I had the Nvidia card active before the SW updates. After a cold restart of the system it did no longer start the SDDM display manager on the default systemd target. This happened even when the updates did not directly affect the kernel or the Nvidia kernel modules.

The problem always had to do with bbswitch turning off the Nvidia device when the system switched to the default graphical target. And with a turned off Nvidia graphics device the Nvidia drivers can not be loaded.

So some SW updates lead to a change of the configuration prime-select had set up before the updates. The stupid thing is that it is not quite so simple to get things back to work. To try to us “init 3” to go to a console interface on a non-graphical target and then use “prime-select nvidia” plus a subsequent “init 5” on the command line does not work. You do not change the wrong bbswitch actions that way. You can also turn bbswitch off by “tee /proc/acpi/bbswitch <<< OFF". And then load the Nvidia driver successfully. But trying to afterward switch to the standard graphical target invokes bbswitch again in the wrong way. It is a bit of a mess. The following steps seem to work to get back to normal operation again:

  • Step 1: Use “init 3” on a console terminal.
  • Step 2: Use the command “prime-select intel”.
  • Step 3: Restart your system. It should boot now into the graphical target based on the i915 intel GPU driver.
  • Step 4: Ignore any information from a prime-select icon. It shows you a plainly wrong info that you are using Nvidia.
  • Step 5: Log in as root on a root terminal window. Switch bbswitch off (e.g. by the command given above). Load the Nvidia module by “modprobe nvidia”. Check via lsmod that it is successfully loaded.
  • Step 6: Type in “prime-select nvidia”.
  • Step 7: Log out from your graphical interface.
  • Step 8: Check that SDDM or whatever display manager is started with bbswitch not shutting down the Nvidia card. Log inn with the Nvidia card active.
  • Step 9: Check that the Nvidia driver is still loaded on a root terminal window. Then issue “mkinitrd” and restart your Leap 15.4 system.
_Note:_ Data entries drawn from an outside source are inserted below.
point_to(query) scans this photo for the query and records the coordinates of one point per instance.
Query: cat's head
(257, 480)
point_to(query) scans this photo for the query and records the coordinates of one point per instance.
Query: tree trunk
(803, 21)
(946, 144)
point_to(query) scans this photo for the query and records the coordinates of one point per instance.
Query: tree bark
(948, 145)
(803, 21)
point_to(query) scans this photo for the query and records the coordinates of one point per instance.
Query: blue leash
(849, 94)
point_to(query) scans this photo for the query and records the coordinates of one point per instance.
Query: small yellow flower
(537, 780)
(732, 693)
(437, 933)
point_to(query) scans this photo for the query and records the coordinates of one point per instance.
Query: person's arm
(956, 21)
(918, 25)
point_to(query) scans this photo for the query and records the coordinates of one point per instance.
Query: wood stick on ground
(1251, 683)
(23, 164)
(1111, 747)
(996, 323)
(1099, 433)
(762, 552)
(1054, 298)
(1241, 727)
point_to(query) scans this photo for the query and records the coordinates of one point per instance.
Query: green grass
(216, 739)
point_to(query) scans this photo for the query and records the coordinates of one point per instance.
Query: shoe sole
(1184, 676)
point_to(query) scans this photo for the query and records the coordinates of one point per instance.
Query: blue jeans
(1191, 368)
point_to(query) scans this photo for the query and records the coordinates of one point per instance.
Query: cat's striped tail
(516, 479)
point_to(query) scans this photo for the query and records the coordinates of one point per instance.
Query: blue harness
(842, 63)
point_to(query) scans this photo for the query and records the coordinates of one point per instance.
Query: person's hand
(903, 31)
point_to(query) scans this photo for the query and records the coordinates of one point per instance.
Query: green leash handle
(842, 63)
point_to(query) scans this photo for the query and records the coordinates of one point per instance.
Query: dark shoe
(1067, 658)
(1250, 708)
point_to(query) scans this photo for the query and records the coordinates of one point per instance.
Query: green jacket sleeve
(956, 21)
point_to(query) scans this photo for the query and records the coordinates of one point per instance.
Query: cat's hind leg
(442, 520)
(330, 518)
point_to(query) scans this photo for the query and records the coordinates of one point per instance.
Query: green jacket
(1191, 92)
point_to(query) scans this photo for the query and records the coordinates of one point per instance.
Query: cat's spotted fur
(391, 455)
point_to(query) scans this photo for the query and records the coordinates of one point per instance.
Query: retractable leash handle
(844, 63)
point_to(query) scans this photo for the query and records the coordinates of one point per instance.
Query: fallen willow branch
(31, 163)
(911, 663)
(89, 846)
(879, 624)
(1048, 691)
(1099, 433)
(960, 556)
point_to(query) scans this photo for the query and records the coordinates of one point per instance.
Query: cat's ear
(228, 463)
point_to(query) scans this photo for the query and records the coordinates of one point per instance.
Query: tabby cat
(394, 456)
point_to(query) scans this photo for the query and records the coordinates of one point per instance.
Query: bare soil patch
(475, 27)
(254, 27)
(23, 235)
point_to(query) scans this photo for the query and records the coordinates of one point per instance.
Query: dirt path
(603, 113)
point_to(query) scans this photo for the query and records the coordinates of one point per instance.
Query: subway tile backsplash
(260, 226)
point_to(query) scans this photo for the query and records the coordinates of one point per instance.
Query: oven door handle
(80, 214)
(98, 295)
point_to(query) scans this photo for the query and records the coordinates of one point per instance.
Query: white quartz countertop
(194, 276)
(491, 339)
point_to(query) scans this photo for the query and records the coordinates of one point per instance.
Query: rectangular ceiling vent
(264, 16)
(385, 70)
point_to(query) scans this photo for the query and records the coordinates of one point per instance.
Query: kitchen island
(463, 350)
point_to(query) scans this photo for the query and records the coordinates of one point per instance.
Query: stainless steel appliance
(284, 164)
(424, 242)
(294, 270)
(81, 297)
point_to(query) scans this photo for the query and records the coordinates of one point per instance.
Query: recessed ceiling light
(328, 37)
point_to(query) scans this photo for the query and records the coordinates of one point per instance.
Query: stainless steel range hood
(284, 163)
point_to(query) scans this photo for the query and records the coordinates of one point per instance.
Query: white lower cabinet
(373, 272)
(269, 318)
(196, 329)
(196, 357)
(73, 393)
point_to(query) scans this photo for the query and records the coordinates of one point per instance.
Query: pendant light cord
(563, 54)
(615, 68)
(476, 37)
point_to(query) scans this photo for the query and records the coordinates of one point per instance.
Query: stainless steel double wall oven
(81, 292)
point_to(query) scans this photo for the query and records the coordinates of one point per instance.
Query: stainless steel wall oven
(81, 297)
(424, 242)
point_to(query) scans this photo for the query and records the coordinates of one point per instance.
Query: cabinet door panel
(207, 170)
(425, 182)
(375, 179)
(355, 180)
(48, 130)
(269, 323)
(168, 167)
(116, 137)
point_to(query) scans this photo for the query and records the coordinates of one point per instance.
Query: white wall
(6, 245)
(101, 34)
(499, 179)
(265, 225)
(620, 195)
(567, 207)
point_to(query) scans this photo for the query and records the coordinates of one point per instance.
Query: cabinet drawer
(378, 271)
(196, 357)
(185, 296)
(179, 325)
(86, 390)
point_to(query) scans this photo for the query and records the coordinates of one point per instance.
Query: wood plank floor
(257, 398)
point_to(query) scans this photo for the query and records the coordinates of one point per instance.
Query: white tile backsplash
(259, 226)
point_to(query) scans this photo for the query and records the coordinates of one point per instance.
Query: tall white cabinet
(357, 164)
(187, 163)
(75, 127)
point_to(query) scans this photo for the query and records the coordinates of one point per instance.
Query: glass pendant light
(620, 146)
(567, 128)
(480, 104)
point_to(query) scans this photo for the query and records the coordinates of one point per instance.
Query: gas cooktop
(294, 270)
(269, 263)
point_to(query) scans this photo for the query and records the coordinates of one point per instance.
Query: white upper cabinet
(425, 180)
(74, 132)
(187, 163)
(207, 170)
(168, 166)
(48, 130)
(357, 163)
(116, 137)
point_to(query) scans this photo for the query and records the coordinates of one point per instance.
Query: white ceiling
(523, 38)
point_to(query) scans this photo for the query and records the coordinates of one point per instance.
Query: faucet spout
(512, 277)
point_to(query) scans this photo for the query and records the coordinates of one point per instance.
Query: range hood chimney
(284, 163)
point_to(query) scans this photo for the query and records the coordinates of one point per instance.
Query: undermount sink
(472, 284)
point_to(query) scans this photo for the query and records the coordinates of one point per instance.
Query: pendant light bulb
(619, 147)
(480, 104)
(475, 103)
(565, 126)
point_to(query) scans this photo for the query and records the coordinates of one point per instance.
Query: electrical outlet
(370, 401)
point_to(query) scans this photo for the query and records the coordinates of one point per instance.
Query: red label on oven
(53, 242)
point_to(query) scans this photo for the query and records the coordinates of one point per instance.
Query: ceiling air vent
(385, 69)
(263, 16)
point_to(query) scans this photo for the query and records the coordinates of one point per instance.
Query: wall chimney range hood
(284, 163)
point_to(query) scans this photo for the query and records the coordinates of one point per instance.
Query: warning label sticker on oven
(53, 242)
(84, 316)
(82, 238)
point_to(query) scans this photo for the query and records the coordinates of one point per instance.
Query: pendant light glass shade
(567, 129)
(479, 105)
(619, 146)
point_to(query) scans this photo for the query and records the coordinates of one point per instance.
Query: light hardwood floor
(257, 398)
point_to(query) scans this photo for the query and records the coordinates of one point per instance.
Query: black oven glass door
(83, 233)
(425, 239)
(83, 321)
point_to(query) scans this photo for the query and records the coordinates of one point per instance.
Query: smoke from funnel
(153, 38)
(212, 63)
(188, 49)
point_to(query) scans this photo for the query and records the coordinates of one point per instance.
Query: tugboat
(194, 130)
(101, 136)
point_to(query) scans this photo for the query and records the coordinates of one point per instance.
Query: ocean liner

Afterward using the “prime-select intel” or “prime-select nvidia” commands at the command line of a root terminal window, a logout from the graphical desktop and a login again via the restarted graphical display manager switches correctly between the cards.

However, the prime-select applet gives you wrong information when the intel card is active. And it does not give you the chance to switch back to the Nvidia card again. Its stupid, but no major problem as long as the basic prime-select command does its job on the command line.

Hope this helps people having to work with Opensuse on an Optimus system.